The paper investigates how various forms of heterogeneity affect collective motion in the reciprocal two‑species Vicsek model (TSVM), a minimal framework for studying flocking of self‑propelled particles with anti‑aligning inter‑species interactions. In the homogeneous case the model exhibits two ordered states: parallel flocking (PF), where bands of both species travel in the same direction, and anti‑parallel flocking (APF), where the bands move oppositely. The authors introduce four distinct heterogeneities—population imbalance, motility differences, spatially varying activity landscapes, and noise asymmetry—and explore their impact on the stability and prevalence of PF and APF.

Population heterogeneity is quantified by the imbalance parameter m₀ = (N_A − N_B)/N. Simulations show that as m₀ increases, the minority species (B) forms fewer high‑density bands; beyond a critical imbalance (≈ 0.6) B can no longer sustain bands and remains in a gaseous state while the majority species (A) forms a single‑species flock reminiscent of the classic Vicsek model.
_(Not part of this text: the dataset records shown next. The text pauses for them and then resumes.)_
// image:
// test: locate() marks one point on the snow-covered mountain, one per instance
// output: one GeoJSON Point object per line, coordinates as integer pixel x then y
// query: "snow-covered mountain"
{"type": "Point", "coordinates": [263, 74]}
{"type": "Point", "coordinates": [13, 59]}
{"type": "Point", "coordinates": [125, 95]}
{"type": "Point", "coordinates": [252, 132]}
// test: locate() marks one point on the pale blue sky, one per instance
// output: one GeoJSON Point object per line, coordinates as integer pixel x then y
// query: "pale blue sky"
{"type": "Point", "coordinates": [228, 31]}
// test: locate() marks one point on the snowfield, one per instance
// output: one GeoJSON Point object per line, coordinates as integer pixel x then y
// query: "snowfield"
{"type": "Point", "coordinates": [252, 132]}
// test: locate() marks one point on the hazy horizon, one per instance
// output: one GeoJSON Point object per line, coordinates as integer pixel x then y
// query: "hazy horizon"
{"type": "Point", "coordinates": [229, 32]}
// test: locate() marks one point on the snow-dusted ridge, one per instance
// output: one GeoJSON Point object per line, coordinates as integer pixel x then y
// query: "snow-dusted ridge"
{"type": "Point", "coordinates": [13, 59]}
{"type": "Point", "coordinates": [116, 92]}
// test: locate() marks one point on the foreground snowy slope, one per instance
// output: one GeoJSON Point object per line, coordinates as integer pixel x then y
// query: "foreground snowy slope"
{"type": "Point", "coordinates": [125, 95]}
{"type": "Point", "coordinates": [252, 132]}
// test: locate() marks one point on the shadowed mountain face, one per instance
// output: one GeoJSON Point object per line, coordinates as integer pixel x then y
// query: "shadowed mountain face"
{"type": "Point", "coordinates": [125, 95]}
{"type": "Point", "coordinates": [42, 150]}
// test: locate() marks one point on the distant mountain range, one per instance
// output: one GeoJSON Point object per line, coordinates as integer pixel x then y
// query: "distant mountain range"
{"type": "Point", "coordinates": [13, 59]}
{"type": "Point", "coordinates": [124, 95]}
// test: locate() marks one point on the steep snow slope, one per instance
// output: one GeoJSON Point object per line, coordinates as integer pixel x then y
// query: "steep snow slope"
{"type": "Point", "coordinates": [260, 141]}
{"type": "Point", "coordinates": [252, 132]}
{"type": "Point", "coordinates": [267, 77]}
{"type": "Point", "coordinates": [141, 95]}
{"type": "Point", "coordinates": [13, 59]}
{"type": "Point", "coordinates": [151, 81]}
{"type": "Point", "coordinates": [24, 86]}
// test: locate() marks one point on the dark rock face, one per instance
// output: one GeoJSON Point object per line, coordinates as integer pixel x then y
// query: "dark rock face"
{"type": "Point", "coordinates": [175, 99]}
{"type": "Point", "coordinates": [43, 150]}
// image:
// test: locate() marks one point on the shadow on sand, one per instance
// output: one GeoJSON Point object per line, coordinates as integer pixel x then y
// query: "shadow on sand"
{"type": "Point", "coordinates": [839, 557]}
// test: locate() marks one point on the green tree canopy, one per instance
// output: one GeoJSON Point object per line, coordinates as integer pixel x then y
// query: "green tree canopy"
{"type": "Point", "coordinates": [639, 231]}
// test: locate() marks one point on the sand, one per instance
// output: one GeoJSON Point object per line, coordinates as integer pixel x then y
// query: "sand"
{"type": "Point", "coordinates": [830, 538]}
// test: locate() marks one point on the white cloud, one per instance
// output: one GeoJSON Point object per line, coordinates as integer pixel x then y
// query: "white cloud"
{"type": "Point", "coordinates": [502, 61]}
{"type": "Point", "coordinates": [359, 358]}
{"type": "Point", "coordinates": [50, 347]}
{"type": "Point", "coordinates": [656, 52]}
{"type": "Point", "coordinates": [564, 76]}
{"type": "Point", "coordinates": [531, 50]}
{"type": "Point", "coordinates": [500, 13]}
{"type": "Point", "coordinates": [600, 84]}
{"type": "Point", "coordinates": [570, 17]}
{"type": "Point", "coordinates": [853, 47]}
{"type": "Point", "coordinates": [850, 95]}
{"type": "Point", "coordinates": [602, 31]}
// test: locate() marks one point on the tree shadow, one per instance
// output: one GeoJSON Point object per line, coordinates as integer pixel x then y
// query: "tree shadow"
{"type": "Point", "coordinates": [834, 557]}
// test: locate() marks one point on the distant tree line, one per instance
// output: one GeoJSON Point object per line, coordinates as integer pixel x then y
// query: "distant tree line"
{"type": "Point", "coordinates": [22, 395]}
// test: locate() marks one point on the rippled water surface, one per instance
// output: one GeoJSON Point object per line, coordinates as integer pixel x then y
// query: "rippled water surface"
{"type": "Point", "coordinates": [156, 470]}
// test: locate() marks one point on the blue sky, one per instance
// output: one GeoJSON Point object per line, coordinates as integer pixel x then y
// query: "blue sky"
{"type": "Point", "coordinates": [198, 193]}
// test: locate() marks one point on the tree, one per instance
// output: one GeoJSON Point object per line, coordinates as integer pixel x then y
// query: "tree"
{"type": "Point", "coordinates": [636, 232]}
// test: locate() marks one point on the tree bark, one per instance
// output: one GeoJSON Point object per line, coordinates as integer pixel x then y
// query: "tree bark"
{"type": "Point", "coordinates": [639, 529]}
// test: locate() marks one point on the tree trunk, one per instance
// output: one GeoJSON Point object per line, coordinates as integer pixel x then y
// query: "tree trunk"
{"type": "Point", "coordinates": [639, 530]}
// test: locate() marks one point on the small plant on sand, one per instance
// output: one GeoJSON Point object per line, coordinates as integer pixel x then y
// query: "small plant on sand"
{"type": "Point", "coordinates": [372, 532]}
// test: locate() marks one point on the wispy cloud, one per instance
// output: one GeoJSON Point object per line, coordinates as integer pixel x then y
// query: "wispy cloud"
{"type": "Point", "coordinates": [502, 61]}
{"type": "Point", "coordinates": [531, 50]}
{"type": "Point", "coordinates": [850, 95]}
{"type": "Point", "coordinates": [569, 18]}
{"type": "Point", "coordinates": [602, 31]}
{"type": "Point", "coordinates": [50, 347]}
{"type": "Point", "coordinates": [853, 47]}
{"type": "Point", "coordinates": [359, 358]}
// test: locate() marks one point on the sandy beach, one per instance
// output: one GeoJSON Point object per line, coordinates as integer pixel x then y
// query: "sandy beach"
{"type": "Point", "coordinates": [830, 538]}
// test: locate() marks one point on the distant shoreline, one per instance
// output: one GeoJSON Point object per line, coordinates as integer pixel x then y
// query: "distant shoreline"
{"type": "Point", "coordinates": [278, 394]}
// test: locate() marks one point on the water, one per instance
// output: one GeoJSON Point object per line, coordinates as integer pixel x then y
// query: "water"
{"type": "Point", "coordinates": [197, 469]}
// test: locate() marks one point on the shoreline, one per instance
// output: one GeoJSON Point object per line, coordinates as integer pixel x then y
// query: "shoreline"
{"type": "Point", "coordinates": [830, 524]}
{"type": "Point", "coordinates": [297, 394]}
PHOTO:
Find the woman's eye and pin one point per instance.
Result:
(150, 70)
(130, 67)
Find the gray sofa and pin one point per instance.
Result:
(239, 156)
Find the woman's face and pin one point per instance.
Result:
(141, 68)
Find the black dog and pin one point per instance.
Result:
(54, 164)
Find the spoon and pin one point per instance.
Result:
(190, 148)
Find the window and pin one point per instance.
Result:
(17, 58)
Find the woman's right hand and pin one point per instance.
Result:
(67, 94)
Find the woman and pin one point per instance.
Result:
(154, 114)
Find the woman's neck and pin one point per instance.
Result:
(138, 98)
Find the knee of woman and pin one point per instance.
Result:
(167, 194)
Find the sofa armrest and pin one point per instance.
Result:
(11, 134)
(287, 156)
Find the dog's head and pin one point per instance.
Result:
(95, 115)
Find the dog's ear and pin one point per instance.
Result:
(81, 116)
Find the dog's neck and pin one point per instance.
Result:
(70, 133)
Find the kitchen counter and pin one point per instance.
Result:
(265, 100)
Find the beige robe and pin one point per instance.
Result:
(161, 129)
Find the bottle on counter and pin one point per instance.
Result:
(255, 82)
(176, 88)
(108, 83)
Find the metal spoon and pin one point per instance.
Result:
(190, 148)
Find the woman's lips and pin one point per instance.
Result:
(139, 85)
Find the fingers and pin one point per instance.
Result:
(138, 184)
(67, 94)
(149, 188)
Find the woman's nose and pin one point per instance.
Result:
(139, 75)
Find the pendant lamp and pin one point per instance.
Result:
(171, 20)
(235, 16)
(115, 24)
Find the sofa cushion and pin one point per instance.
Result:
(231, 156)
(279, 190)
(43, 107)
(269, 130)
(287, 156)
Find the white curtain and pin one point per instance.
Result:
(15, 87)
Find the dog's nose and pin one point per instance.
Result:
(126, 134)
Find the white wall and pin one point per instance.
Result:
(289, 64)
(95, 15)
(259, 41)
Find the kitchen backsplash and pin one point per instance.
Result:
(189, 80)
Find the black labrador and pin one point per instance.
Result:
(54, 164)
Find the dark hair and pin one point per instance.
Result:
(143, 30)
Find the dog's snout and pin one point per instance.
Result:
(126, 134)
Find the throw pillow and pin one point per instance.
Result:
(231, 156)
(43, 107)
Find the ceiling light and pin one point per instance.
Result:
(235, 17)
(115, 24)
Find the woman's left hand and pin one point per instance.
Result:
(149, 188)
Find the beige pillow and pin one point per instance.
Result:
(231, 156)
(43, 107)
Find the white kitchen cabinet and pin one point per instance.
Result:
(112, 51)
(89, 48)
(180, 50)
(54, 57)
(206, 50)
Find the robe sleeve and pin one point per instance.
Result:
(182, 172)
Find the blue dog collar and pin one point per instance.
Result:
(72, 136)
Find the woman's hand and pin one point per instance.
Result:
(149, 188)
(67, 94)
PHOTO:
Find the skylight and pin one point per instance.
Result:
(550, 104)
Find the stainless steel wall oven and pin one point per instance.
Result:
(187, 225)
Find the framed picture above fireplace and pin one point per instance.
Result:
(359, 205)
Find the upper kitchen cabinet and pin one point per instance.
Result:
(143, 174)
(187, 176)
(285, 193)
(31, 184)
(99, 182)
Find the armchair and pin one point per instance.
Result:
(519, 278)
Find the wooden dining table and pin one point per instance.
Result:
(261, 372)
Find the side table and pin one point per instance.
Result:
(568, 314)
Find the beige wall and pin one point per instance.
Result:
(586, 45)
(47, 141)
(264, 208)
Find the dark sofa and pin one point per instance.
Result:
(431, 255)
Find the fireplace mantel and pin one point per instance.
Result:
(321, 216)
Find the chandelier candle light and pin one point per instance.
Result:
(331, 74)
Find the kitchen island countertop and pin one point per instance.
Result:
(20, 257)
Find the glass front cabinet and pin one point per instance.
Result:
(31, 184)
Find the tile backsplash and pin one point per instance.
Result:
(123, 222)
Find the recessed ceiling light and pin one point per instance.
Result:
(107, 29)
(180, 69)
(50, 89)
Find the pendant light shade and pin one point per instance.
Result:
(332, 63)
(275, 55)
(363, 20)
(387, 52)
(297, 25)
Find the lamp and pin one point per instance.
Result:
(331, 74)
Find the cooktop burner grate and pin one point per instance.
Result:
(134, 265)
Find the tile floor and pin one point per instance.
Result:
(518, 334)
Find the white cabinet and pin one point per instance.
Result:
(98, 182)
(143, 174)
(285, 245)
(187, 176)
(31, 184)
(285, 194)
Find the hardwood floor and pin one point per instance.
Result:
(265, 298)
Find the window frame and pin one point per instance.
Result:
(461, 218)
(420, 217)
The probability distribution of the order parameters v_s (global alignment) and v_a (anti‑alignment) evolves from a bimodal shape (reflecting stochastic switching between PF and APF) to a single peak, indicating collapse of the two ordered states into a single‑species flock.

Motility heterogeneity is introduced by assigning different constant speeds v_A ≠ v_B while keeping populations equal. The faster species dominates the dynamics: when the speed ratio exceeds ≈ 1.5, the anti‑parallel order parameter ⟨v_a⟩ surpasses the parallel one ⟨v_s⟩, and APF becomes the only stable ordered phase. This asymmetry arises because the anti‑ferromagnetic coupling between species is amplified when one species moves more quickly, effectively biasing the system toward opposite‑direction bands.

Spatial heterogeneity is implemented by dividing the simulation box into two regions. In one region species A moves faster than B, while in the opposite region B is faster. Although the global average speed is unchanged, the relative size of the “fast” region controls the ordered state. If the region where a given species is faster occupies more than roughly 60 % of the total area, the PF state persists; otherwise APF dominates. Thus, environmental constraints that allocate more space to the faster species can rescue parallel flocking even when intrinsic motility differences would otherwise favor anti‑parallel motion.

Noise heterogeneity is modeled by assigning different angular noise amplitudes η_A ≠ η_B. The low‑noise (“colder”) species exhibits higher alignment and a larger band propagation speed, temporarily disrupting PF and producing transient APF‑like dynamics. However, over long simulation times the system self‑organizes back into a PF configuration, demonstrating that noise asymmetry induces only a metastable disturbance while the underlying anti‑aligning interaction ultimately restores parallel order.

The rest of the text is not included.